Beneath that, the margin story is more constructive. Operational EBITDA came in at £81.2 million, with the margin reaching 12.1%, up 50 basis points against the prior year. Free cash flow was £86.5 million, which actually exceeded the operational EBITDA figure, reflecting working-capital discipline. The statutory loss for the year was £(24.8) million, with a basic loss per share of (3.7) pence.
Debt reduction is the clearest operational positive. Year-end net debt stood at £86.9 million, equivalent to 1.1 times operational EBITDA, which is below the company’s own targeted range of £100 million to £140 million. Subsequently, the company repurchased €25.7 million of its €375 million Term Loan B at a discount, further reducing the debt load ahead of any improvement in trading.

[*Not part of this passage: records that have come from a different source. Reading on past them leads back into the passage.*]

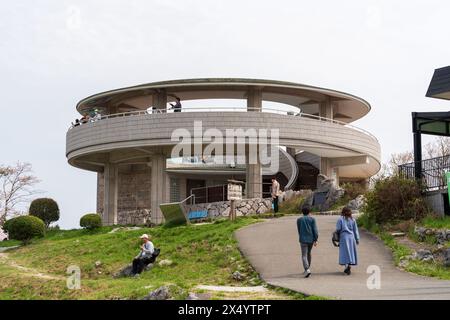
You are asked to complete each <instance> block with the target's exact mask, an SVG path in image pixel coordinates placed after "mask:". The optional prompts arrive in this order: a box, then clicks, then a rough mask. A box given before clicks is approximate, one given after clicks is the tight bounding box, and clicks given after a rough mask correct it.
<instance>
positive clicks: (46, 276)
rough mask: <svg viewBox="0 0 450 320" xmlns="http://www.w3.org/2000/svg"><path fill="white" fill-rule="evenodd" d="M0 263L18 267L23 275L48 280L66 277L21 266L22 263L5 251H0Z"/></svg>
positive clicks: (19, 269) (18, 269)
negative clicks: (54, 274)
mask: <svg viewBox="0 0 450 320" xmlns="http://www.w3.org/2000/svg"><path fill="white" fill-rule="evenodd" d="M0 263H4V264H6V265H8V266H10V267H12V268H14V269H17V270H18V271H20V272H21V275H24V276H29V277H36V278H40V279H46V280H65V278H64V277H62V276H54V275H49V274H44V273H42V272H39V271H37V270H35V269H32V268H27V267H24V266H21V265H19V264H17V263H16V262H15V261H13V260H11V259H10V258H9V257H8V255H7V254H6V253H4V252H0Z"/></svg>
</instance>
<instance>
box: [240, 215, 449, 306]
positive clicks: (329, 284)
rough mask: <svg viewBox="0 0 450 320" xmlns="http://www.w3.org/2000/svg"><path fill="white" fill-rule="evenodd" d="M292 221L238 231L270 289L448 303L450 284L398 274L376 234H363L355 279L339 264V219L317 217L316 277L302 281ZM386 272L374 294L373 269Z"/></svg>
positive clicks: (267, 222)
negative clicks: (317, 232)
mask: <svg viewBox="0 0 450 320" xmlns="http://www.w3.org/2000/svg"><path fill="white" fill-rule="evenodd" d="M297 218H298V216H288V217H283V218H279V219H272V220H269V221H267V222H263V223H256V224H253V225H250V226H248V227H245V228H243V229H240V230H238V231H237V232H236V234H235V235H236V238H237V239H238V241H239V247H240V249H241V251H242V252H243V253H244V255H245V256H246V257H247V258H248V259H249V260H250V263H251V264H252V265H253V266H254V268H255V269H256V271H257V272H258V273H259V274H260V275H261V277H262V278H263V279H264V280H265V281H266V282H267V283H269V284H271V285H275V286H279V287H285V288H288V289H291V290H295V291H298V292H301V293H304V294H307V295H318V296H323V297H329V298H337V299H403V300H404V299H445V300H450V281H446V280H438V279H433V278H427V277H422V276H417V275H413V274H410V273H407V272H404V271H401V270H399V269H397V268H396V267H395V265H394V262H393V259H392V254H391V251H390V250H389V249H388V248H387V247H385V246H384V244H383V243H382V241H381V240H378V239H377V238H375V237H374V236H372V235H371V234H369V233H367V232H364V231H361V232H360V233H361V244H360V246H359V247H358V249H359V250H358V254H359V257H358V258H359V265H358V266H357V267H354V268H353V269H352V275H351V276H347V275H344V273H343V272H342V269H343V268H342V267H340V266H339V265H338V264H337V259H338V248H335V247H333V245H332V244H331V240H330V238H331V233H332V232H333V230H334V228H335V223H336V219H337V217H336V216H316V219H317V223H318V228H319V245H318V246H317V247H315V248H314V249H313V256H312V266H311V271H312V275H311V277H310V278H308V279H305V278H303V277H302V272H303V268H302V266H301V262H300V246H299V243H298V236H297V226H296V219H297ZM371 265H376V266H378V267H379V268H380V271H381V272H380V278H381V288H380V289H372V290H370V289H368V287H367V280H368V278H369V277H370V274H368V273H367V268H368V267H369V266H371Z"/></svg>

The board has proposed a final dividend of 1.1 pence per share for 2025, a 10% increase on the prior year. For a company carrying a statutory loss, that is a policy statement about management’s cash-flow confidence rather than a reflection of earnings cover.
Ownership, guidance and the AI pivot
One institutional data point worth noting: Patient Capital Management filed a Schedule 13G/A with the SEC in February 2025, disclosing beneficial ownership of 39,661,301 shares as of 31 December 2024, representing 6.11% of the class. That supersedes the firm’s earlier filing covering year-end 2023, when it held 33,704,661 shares at 5.79%. Patient Capital has been adding, not reducing.

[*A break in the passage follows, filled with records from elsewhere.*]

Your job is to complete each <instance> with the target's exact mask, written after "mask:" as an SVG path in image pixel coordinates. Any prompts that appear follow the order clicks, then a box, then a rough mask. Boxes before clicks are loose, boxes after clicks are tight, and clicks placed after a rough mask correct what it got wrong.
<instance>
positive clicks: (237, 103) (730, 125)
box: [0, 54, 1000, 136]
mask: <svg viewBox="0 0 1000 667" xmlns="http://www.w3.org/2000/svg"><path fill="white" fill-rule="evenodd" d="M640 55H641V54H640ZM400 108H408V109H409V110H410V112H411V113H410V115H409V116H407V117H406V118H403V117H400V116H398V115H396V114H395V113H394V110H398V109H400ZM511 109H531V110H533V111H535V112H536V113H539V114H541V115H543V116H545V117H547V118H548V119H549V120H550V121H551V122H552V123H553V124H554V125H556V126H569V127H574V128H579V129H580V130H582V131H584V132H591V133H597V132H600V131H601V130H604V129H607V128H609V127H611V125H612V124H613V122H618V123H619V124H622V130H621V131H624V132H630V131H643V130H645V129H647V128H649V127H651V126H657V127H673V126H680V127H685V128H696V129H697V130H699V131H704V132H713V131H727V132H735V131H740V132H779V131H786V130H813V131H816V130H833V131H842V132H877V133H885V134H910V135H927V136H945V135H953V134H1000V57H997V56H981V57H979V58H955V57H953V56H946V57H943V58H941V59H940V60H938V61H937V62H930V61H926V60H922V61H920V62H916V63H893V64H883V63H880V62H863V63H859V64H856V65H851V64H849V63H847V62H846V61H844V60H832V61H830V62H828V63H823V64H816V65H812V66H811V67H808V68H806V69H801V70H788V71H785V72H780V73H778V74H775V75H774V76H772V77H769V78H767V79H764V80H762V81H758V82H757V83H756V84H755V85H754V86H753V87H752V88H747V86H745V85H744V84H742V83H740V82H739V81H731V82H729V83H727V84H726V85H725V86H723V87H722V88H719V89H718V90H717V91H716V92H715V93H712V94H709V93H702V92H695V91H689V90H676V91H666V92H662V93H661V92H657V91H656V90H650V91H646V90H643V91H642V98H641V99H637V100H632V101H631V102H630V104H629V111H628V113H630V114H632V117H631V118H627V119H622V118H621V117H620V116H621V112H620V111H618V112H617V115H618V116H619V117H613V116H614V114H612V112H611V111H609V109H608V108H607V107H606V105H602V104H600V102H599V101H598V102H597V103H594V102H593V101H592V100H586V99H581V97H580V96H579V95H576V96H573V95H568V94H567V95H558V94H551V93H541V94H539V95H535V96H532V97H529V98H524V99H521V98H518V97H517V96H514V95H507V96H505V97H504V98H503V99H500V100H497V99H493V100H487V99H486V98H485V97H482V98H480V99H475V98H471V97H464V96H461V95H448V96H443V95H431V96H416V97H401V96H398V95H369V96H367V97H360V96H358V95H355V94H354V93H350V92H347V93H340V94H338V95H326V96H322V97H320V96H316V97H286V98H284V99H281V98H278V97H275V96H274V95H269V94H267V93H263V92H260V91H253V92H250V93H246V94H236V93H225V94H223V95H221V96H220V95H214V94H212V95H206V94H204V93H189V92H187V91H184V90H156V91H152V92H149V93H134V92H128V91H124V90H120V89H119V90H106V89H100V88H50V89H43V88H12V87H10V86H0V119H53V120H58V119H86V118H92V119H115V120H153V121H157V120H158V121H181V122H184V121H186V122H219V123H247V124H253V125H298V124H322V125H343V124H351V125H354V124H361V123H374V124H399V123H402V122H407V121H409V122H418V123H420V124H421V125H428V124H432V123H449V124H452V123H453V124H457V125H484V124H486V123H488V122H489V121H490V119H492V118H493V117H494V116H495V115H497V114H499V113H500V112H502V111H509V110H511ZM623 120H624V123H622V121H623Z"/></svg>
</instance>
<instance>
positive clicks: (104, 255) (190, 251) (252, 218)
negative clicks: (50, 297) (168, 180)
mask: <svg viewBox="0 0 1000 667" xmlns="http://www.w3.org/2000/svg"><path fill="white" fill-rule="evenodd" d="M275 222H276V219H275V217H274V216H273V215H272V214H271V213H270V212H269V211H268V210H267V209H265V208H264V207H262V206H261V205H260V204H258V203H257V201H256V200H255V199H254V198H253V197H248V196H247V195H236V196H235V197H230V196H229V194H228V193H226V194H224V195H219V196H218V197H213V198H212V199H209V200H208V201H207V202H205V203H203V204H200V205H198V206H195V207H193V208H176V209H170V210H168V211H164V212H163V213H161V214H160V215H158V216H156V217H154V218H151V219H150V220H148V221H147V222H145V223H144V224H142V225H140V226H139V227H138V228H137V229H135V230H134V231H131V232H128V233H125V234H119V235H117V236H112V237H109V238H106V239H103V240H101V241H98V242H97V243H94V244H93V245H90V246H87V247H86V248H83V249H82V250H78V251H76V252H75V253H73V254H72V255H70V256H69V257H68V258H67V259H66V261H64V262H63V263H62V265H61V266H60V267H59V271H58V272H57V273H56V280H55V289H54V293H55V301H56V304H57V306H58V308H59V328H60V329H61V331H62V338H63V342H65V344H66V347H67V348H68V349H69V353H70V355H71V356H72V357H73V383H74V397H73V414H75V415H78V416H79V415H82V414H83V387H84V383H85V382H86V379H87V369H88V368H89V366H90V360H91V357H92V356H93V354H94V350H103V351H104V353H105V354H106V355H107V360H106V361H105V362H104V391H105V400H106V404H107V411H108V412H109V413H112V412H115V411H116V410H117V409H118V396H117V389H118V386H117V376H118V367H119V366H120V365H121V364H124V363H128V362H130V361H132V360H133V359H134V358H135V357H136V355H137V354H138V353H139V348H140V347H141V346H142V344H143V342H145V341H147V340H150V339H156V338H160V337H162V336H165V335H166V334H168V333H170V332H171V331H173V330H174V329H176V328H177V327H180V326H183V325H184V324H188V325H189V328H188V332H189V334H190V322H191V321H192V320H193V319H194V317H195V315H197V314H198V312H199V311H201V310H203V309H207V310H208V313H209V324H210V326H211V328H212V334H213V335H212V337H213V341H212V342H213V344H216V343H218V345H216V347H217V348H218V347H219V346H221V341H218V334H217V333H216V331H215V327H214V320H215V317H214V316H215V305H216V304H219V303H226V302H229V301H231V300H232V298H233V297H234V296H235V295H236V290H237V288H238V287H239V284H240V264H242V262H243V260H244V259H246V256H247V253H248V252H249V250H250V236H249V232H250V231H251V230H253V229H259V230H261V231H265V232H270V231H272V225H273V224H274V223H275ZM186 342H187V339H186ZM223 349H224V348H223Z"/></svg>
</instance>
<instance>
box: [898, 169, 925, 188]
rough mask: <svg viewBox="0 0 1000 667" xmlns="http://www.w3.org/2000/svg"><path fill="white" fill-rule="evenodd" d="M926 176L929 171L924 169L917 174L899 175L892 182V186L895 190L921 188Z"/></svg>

For 2026, management guidance anticipates like-for-like net revenue slightly below 2025, in line with analyst consensus, with operational EBITDA margin targeted to increase by at least 100 basis points. Year-end net debt is targeted in the range of £60 million to £90 million, with the company aiming to get below 1 times EBITDA on that measure. S&P Global Ratings forecasts S4 Capital’s adjusted EBITDA leverage reducing to around 4.5 times in 2027, with free operating cash flow to debt remaining above 10%, and a return to modest revenue growth from 2027.

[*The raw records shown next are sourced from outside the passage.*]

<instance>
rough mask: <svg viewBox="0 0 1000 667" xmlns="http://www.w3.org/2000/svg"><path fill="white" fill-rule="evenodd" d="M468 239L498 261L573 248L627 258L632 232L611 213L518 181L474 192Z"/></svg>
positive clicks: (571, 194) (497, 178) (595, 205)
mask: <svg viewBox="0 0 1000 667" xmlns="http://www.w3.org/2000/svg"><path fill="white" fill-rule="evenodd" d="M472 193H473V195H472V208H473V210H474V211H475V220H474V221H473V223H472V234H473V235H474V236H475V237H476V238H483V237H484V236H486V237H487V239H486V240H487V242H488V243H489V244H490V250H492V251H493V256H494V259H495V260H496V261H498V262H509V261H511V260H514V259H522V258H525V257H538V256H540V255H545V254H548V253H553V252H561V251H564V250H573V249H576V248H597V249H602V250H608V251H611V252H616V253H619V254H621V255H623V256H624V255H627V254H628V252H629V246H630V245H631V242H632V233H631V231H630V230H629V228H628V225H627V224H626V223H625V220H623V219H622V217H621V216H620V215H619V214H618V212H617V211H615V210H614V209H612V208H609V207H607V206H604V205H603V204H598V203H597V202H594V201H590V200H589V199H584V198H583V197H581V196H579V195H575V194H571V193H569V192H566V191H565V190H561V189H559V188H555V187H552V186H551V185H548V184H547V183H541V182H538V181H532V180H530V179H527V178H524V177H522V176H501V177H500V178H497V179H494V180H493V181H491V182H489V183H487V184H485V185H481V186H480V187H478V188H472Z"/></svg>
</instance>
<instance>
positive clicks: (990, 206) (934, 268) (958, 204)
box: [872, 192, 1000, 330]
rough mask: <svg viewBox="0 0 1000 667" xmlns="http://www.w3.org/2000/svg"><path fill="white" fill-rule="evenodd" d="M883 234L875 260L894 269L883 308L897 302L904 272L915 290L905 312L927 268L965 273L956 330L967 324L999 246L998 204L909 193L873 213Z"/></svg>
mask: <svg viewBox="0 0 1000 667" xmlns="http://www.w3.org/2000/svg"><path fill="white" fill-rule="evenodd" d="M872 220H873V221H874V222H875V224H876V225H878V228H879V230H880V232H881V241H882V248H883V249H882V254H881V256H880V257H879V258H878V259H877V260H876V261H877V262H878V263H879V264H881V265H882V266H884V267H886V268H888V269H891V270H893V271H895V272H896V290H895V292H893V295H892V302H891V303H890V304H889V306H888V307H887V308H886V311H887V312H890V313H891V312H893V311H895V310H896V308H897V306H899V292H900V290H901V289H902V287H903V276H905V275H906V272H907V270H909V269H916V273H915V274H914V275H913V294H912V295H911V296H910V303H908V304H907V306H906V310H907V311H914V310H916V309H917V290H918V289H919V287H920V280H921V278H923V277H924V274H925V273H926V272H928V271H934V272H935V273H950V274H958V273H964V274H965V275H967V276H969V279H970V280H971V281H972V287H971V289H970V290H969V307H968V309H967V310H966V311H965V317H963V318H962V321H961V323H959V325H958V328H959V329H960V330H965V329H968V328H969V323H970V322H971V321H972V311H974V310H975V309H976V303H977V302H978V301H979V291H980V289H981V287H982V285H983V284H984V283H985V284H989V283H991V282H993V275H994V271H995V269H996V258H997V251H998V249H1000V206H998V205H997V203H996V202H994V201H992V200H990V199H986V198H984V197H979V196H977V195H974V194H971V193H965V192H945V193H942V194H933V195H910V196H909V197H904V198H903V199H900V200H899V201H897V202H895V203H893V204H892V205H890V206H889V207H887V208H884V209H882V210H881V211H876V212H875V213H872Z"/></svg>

The strategic pivot is towards AI-enabled output and subscription models. As of the FY2025 results, one enterprise client had been signed under this model, with three more in discussion. That is early-stage, and the commercial scale of those contracts is not yet disclosed. The bull thesis is that S4’s data and technology infrastructure positions it to benefit from AI adoption in digital advertising rather than be displaced by it. The bear case is that revenue keeps declining while that thesis takes years to prove out.
The setup for ISA investors
S4 Capital shares sit in an awkward middle ground: the balance sheet is improving, cash generation is genuine, and at least one institutional investor has been building its position. Against that, the company has reported two successive years of double-digit revenue decline and remains loss-making on a statutory basis.
For anyone holding SFOR inside an ISA, the next concrete test is the 2026 interim results, where the direction of like-for-like net revenue and the pace of margin expansion will either validate the guidance or reopen the debate about whether the revenue floor has actually been found.